| shikamaru317 said: Yeah, I feel like Valve jumped the gun a bit with this one, needed more time in the oven to cook. Xbox's next gen PC-console hybrids that the new Steam Machine will be competing with are supposedly not coming until Holiday 2027 at the earliest, possibly even Holiday 2028, so I have no idea why they are rushing out Steam Machine in Q1 2026, well over a year before Xbox's competition arrives. An extra year and they could have bumped it up from Zen 4 and RDNA 3 to Zen 5 and RDNA 4,which would have brought it closer to Xbox's next gen offering which supposedly has Zen 6 and RDNA 5. The small size is impressive, half the height of Series X about, in a similar footprint, but it seems to be weaker than PS5 and Series X. 8 GB of VRAM is already starting to be not enough for AAA gaming, and the the same goes for 16 GB of system RAM, and those RAM issues are only going to get worse with each passing year as we move towards the launch of the next gen Xbox and PS6. This thing needs to come it at like $450 at most for the smaller SSD model and $550 at most for the 2 TB, or else it's not even good as a budget offering for recent AAA's, let alone future AAA's. |
I'm not sure why anyone is trying to envision bringing the Steam Machine to next-gen level performance. That's not Valve's goal.

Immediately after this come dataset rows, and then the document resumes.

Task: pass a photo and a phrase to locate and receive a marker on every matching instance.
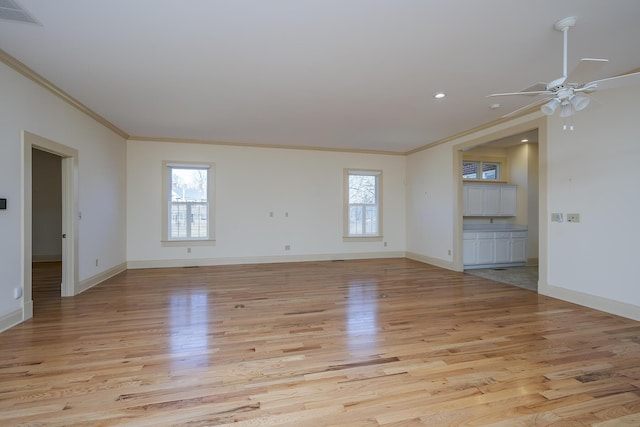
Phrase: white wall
(25, 105)
(593, 171)
(431, 194)
(250, 183)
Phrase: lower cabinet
(485, 248)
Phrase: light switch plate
(573, 217)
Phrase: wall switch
(556, 217)
(573, 217)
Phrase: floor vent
(12, 11)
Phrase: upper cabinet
(489, 199)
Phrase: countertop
(494, 227)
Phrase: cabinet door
(518, 249)
(491, 200)
(469, 251)
(485, 248)
(508, 200)
(503, 247)
(472, 202)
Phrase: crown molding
(37, 78)
(253, 145)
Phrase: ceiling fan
(568, 93)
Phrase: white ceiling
(346, 74)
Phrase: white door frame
(506, 129)
(69, 166)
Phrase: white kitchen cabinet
(508, 194)
(518, 246)
(502, 247)
(488, 248)
(489, 199)
(473, 200)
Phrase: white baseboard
(10, 320)
(46, 258)
(432, 261)
(618, 308)
(85, 284)
(165, 263)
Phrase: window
(362, 194)
(480, 170)
(187, 203)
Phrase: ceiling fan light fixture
(566, 110)
(579, 101)
(550, 107)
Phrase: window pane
(490, 170)
(189, 203)
(356, 219)
(362, 189)
(371, 220)
(470, 170)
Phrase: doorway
(67, 158)
(46, 227)
(530, 177)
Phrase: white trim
(166, 263)
(432, 261)
(69, 170)
(592, 301)
(47, 258)
(10, 320)
(100, 277)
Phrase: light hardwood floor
(354, 343)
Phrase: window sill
(485, 181)
(180, 243)
(362, 238)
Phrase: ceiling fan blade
(534, 92)
(526, 107)
(612, 82)
(541, 86)
(586, 69)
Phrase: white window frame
(346, 232)
(167, 168)
(501, 169)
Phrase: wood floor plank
(353, 343)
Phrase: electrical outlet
(573, 217)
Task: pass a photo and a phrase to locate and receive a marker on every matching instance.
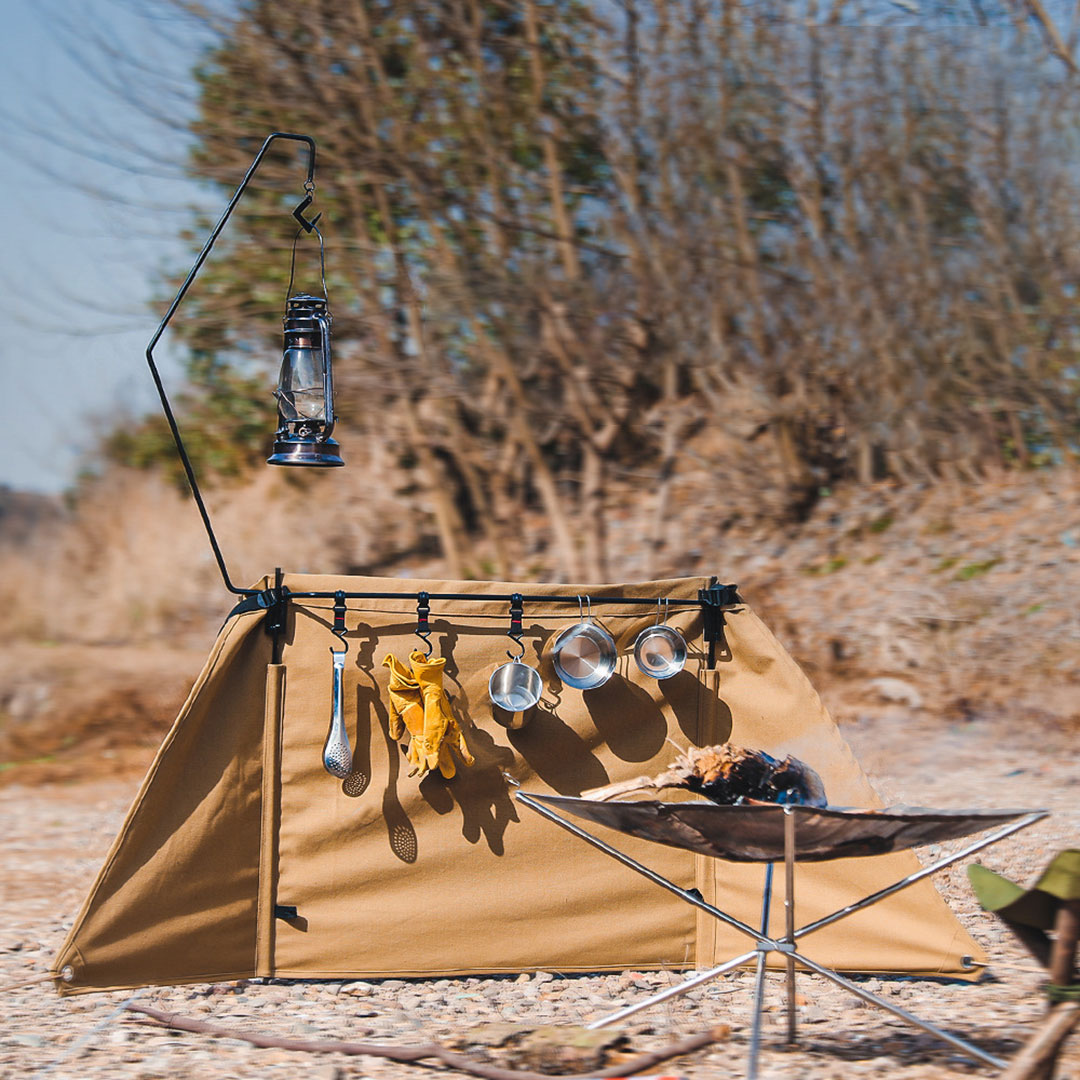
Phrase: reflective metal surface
(753, 834)
(660, 651)
(514, 687)
(584, 656)
(337, 754)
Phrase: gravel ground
(55, 837)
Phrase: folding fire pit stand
(768, 834)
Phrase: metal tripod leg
(902, 1013)
(763, 953)
(790, 916)
(673, 991)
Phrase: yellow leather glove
(406, 706)
(419, 704)
(441, 730)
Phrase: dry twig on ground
(416, 1054)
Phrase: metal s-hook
(515, 632)
(337, 753)
(309, 189)
(422, 626)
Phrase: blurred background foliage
(588, 254)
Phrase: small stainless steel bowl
(660, 651)
(515, 686)
(584, 656)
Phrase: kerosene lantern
(306, 388)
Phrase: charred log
(730, 774)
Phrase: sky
(77, 270)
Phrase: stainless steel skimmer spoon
(337, 754)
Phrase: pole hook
(515, 632)
(422, 626)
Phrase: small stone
(898, 690)
(25, 1039)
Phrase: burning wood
(729, 774)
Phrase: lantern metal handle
(166, 407)
(324, 334)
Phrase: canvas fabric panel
(394, 876)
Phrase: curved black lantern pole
(321, 346)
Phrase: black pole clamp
(713, 601)
(339, 610)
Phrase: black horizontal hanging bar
(726, 595)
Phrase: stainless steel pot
(584, 655)
(515, 688)
(660, 651)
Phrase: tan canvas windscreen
(391, 875)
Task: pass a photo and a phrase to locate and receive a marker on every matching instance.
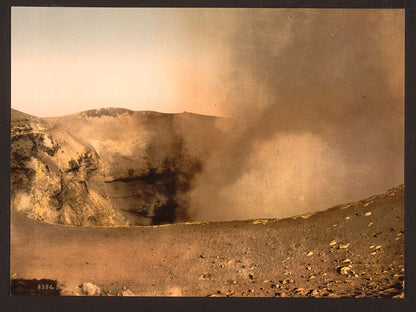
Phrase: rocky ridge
(104, 167)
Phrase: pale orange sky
(66, 60)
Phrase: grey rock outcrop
(105, 167)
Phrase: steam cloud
(315, 100)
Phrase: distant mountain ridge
(109, 166)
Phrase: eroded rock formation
(105, 167)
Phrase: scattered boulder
(90, 289)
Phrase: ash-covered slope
(107, 166)
(351, 250)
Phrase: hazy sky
(317, 94)
(65, 60)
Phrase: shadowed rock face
(105, 167)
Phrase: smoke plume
(315, 106)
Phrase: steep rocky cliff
(105, 167)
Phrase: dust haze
(315, 100)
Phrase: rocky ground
(352, 250)
(88, 169)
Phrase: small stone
(344, 246)
(127, 293)
(90, 289)
(346, 270)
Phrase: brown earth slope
(353, 250)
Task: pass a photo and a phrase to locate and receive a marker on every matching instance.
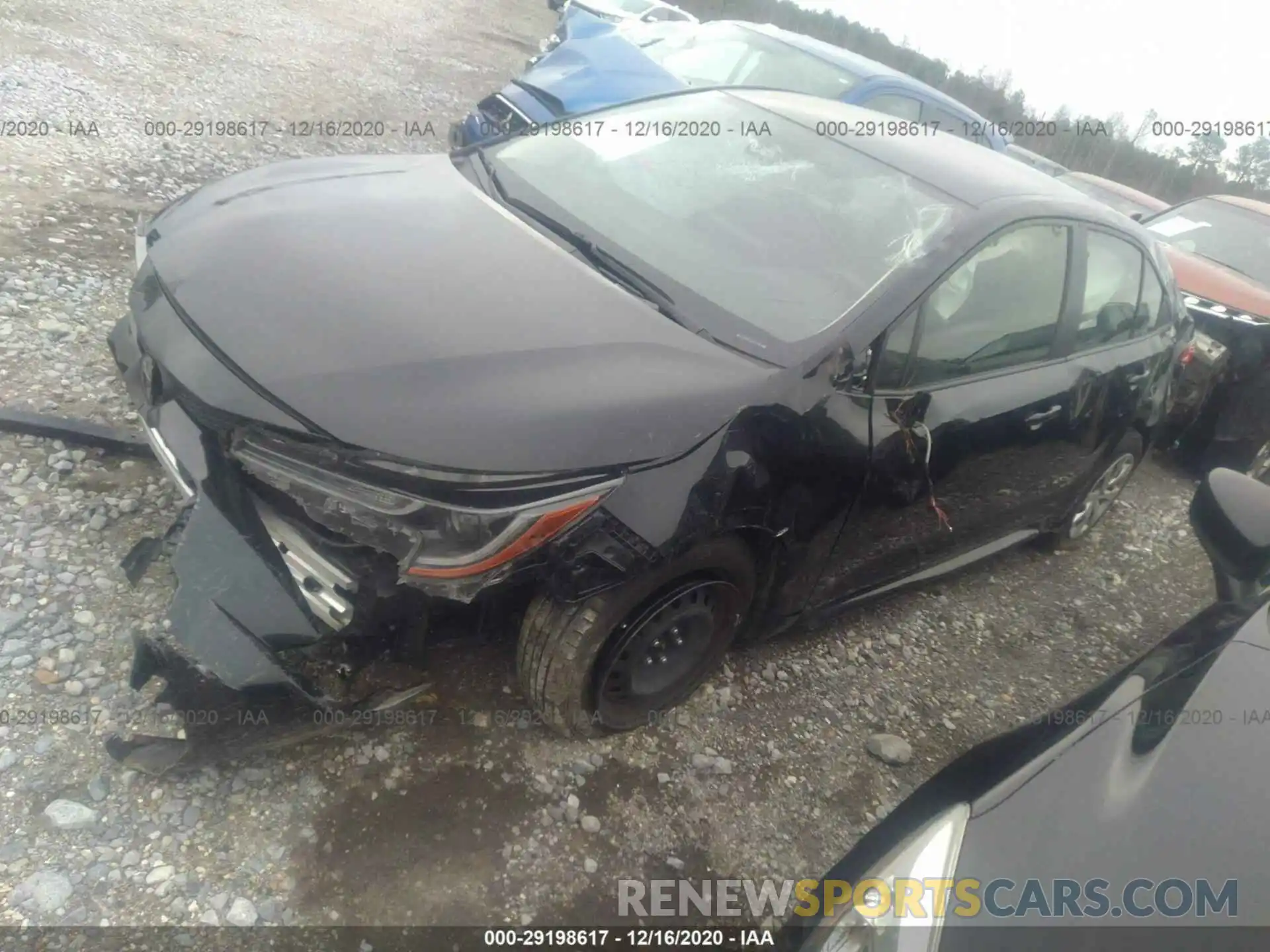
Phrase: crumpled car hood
(390, 302)
(1209, 280)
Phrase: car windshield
(727, 55)
(773, 231)
(1105, 196)
(1224, 233)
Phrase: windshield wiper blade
(601, 259)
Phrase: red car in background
(1220, 249)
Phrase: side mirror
(1231, 517)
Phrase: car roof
(860, 65)
(966, 171)
(1119, 188)
(1250, 204)
(1015, 149)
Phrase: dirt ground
(466, 819)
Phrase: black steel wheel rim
(665, 649)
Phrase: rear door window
(894, 104)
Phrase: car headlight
(868, 923)
(431, 539)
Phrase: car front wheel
(621, 659)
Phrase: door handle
(1035, 420)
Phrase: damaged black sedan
(661, 391)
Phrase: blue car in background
(591, 63)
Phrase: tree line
(1108, 147)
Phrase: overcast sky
(1187, 60)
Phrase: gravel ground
(766, 774)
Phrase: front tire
(620, 659)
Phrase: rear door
(1121, 337)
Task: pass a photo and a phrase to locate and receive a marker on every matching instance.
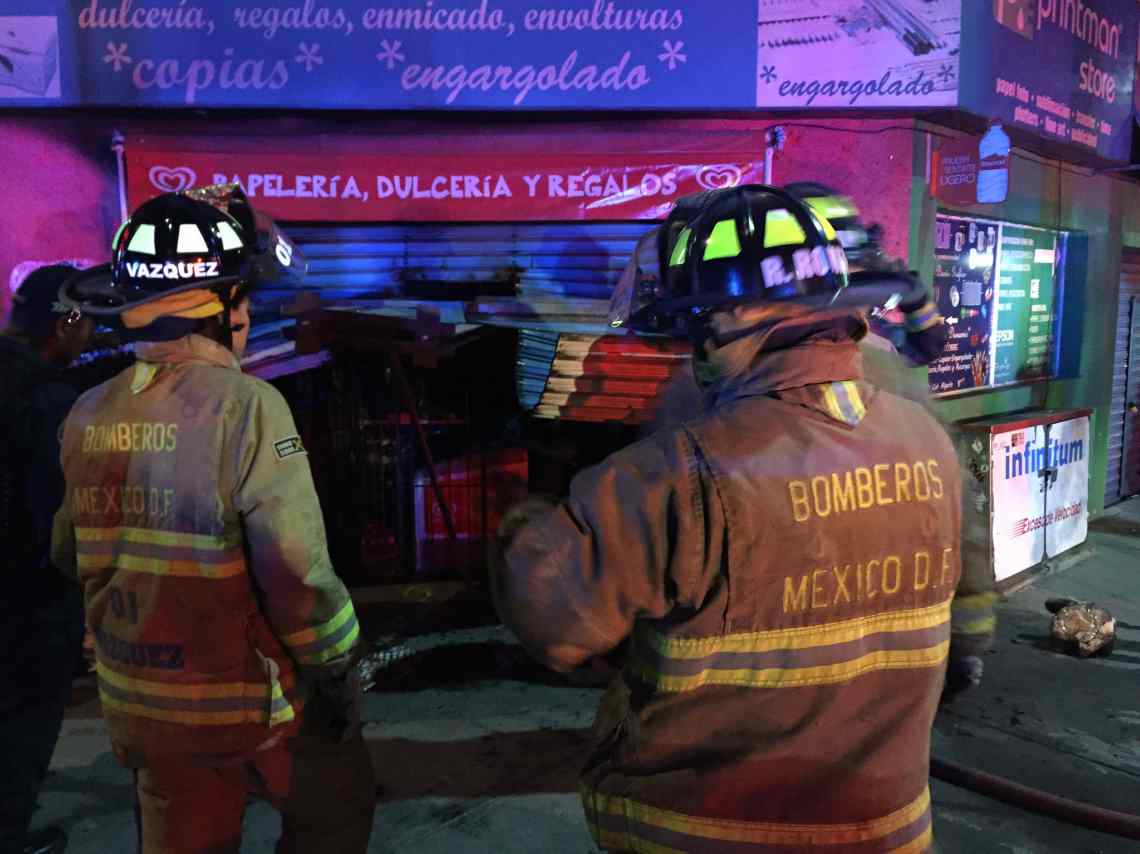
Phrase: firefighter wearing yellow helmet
(781, 564)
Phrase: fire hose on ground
(1084, 629)
(1051, 806)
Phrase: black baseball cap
(37, 306)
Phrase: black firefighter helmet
(204, 238)
(750, 244)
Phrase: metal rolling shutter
(1130, 287)
(579, 260)
(566, 270)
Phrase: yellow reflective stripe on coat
(619, 823)
(323, 643)
(157, 552)
(974, 613)
(203, 704)
(844, 401)
(792, 658)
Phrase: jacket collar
(192, 349)
(16, 350)
(784, 358)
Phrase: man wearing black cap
(41, 621)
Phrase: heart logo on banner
(172, 180)
(719, 176)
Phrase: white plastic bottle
(993, 169)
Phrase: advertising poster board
(1000, 287)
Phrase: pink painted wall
(57, 197)
(59, 200)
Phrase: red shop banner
(466, 187)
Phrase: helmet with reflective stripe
(206, 238)
(750, 244)
(840, 211)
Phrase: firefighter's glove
(341, 698)
(521, 514)
(915, 297)
(963, 673)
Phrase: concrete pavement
(477, 748)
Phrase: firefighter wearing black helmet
(225, 642)
(781, 564)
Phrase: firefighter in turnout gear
(781, 566)
(225, 642)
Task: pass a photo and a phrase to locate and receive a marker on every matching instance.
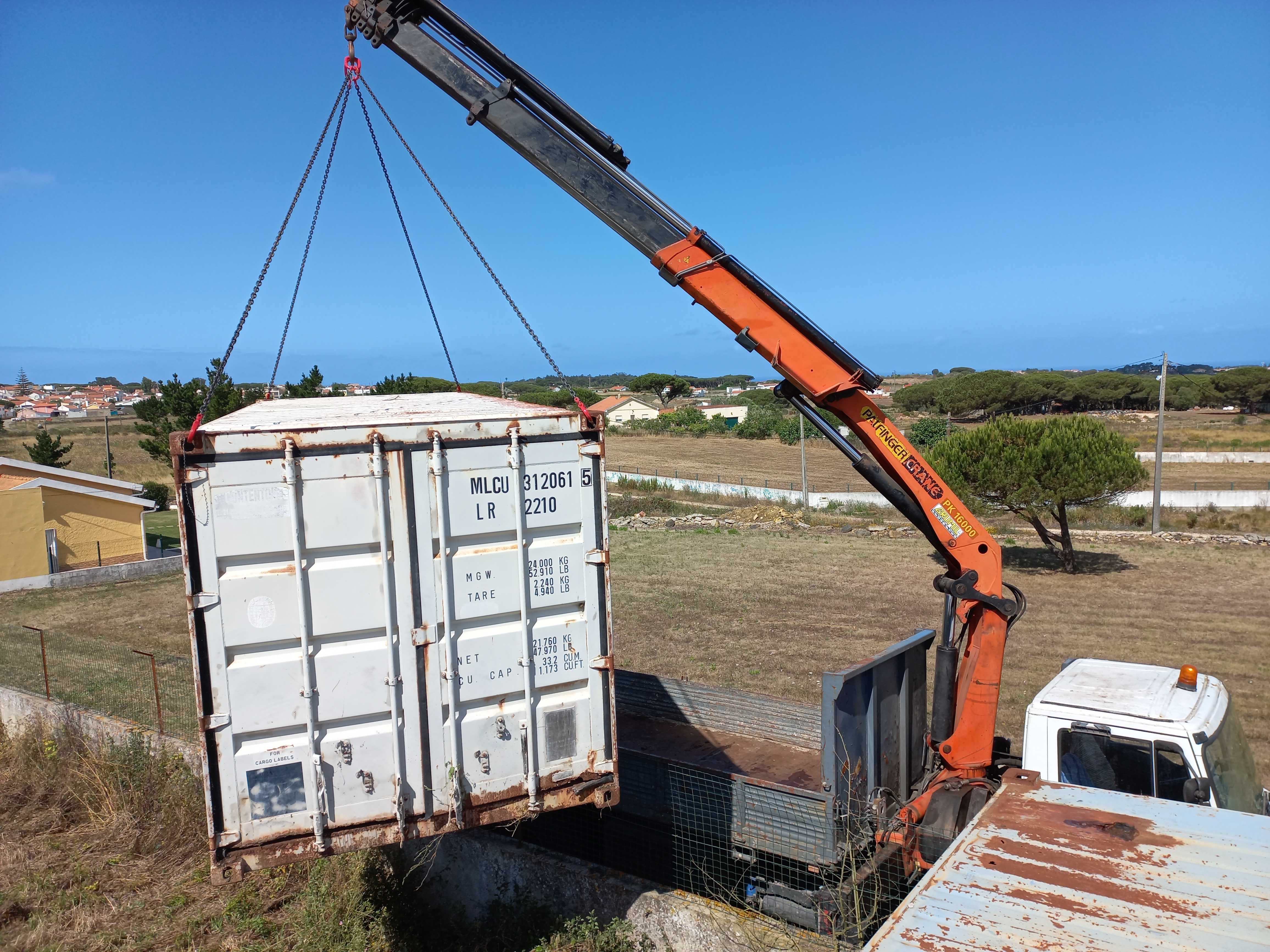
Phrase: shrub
(928, 432)
(760, 423)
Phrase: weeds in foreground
(103, 846)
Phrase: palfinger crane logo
(890, 440)
(952, 520)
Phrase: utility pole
(1160, 449)
(802, 450)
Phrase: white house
(619, 409)
(731, 414)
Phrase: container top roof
(378, 410)
(1056, 866)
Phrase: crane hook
(352, 65)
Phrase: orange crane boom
(817, 373)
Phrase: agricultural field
(770, 611)
(829, 471)
(131, 463)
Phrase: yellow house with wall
(79, 518)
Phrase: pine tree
(49, 451)
(1039, 470)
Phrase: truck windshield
(1231, 767)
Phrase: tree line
(966, 391)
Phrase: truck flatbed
(1051, 866)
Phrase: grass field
(105, 847)
(770, 612)
(829, 471)
(164, 523)
(89, 452)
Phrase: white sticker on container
(261, 612)
(241, 503)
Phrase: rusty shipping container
(1049, 866)
(399, 615)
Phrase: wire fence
(153, 690)
(839, 875)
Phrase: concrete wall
(77, 578)
(472, 870)
(21, 709)
(84, 521)
(1231, 456)
(22, 535)
(1177, 498)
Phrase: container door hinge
(214, 721)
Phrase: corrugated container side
(377, 586)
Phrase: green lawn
(163, 525)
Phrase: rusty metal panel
(1053, 866)
(399, 615)
(873, 716)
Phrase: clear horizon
(981, 184)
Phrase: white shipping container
(377, 586)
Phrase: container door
(510, 536)
(307, 739)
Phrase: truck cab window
(1096, 760)
(1171, 771)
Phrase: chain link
(219, 374)
(477, 251)
(410, 244)
(313, 225)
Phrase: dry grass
(770, 612)
(829, 471)
(103, 847)
(131, 463)
(144, 614)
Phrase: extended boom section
(591, 167)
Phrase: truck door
(1091, 756)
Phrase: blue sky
(982, 184)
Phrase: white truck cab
(1142, 729)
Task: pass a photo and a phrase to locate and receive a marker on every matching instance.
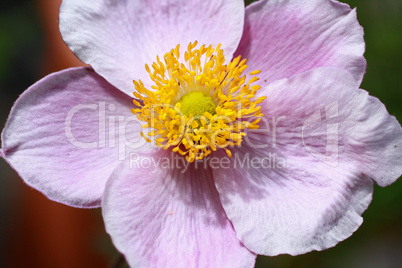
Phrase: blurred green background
(377, 243)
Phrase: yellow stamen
(198, 106)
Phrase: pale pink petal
(162, 214)
(117, 38)
(66, 133)
(284, 38)
(307, 188)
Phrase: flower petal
(284, 38)
(66, 133)
(117, 38)
(169, 216)
(306, 189)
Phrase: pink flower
(298, 183)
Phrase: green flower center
(197, 103)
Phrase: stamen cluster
(203, 70)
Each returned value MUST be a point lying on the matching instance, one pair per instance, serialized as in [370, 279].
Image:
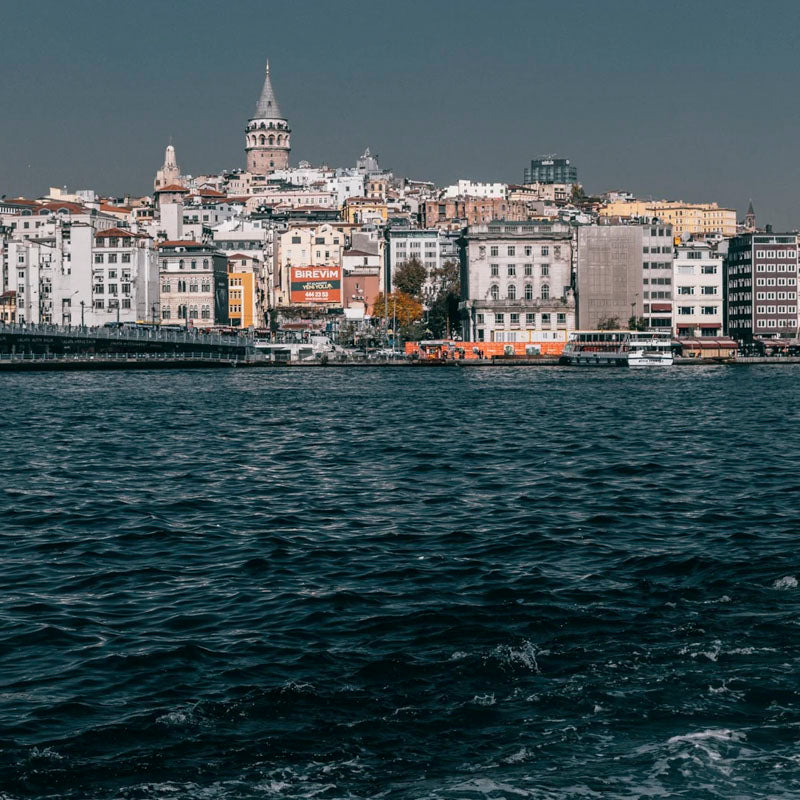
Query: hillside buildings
[549, 169]
[609, 275]
[761, 272]
[516, 282]
[699, 290]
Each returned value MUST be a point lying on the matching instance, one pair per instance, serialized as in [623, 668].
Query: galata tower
[267, 135]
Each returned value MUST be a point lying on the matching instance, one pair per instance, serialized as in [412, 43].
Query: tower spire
[267, 106]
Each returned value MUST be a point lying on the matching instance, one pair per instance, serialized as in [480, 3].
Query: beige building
[194, 284]
[307, 246]
[697, 219]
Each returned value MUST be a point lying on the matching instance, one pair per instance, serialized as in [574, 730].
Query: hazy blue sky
[684, 100]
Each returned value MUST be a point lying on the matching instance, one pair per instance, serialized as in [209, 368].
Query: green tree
[410, 277]
[397, 305]
[443, 315]
[608, 324]
[637, 323]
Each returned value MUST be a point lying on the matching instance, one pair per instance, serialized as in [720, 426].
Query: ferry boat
[618, 349]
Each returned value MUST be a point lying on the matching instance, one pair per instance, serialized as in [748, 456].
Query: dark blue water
[402, 583]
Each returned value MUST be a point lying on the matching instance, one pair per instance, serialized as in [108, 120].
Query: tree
[608, 324]
[443, 309]
[637, 323]
[410, 277]
[405, 307]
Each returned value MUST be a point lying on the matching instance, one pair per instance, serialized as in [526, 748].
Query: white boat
[618, 349]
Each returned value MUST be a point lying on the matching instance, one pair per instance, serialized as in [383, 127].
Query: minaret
[267, 135]
[750, 218]
[170, 173]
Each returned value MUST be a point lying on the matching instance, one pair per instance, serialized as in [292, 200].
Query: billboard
[315, 284]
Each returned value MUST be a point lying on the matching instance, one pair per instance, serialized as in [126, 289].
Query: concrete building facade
[760, 274]
[698, 291]
[516, 282]
[608, 277]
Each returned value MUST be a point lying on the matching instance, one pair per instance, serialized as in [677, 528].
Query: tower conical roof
[267, 106]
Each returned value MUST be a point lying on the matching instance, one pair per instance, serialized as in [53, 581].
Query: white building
[657, 289]
[193, 284]
[698, 286]
[516, 282]
[431, 247]
[466, 188]
[307, 246]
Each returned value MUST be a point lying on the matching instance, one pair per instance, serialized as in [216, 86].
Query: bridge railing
[194, 336]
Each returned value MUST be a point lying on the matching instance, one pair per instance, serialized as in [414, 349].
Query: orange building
[241, 299]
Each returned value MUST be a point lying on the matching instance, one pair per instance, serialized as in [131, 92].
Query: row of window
[99, 288]
[776, 295]
[530, 319]
[527, 250]
[511, 270]
[511, 292]
[776, 309]
[204, 312]
[126, 303]
[111, 258]
[703, 289]
[182, 264]
[689, 310]
[181, 286]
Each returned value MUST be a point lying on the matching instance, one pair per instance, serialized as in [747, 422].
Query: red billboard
[315, 284]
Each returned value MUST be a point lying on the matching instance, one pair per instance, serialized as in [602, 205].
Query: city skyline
[121, 87]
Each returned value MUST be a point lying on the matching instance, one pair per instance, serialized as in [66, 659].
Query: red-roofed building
[194, 283]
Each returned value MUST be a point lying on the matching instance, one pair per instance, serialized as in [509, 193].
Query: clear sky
[690, 101]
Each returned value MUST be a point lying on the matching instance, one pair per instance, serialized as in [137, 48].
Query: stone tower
[750, 218]
[267, 135]
[170, 172]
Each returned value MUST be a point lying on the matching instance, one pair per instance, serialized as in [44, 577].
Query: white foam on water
[484, 699]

One potential benefit to get more bang for your buck from this is the rumor that AMD is planning on releasing FS4 on RDNA 3 sometime early next year. Could coincide with the launch of the Steam Machine. Something that would greatly benefit the device in the long run.
Currently, it's just a complimentary device for those that are already in the Steam ecosystem. Same way the Steam Deck was. Which was also an affordable PC.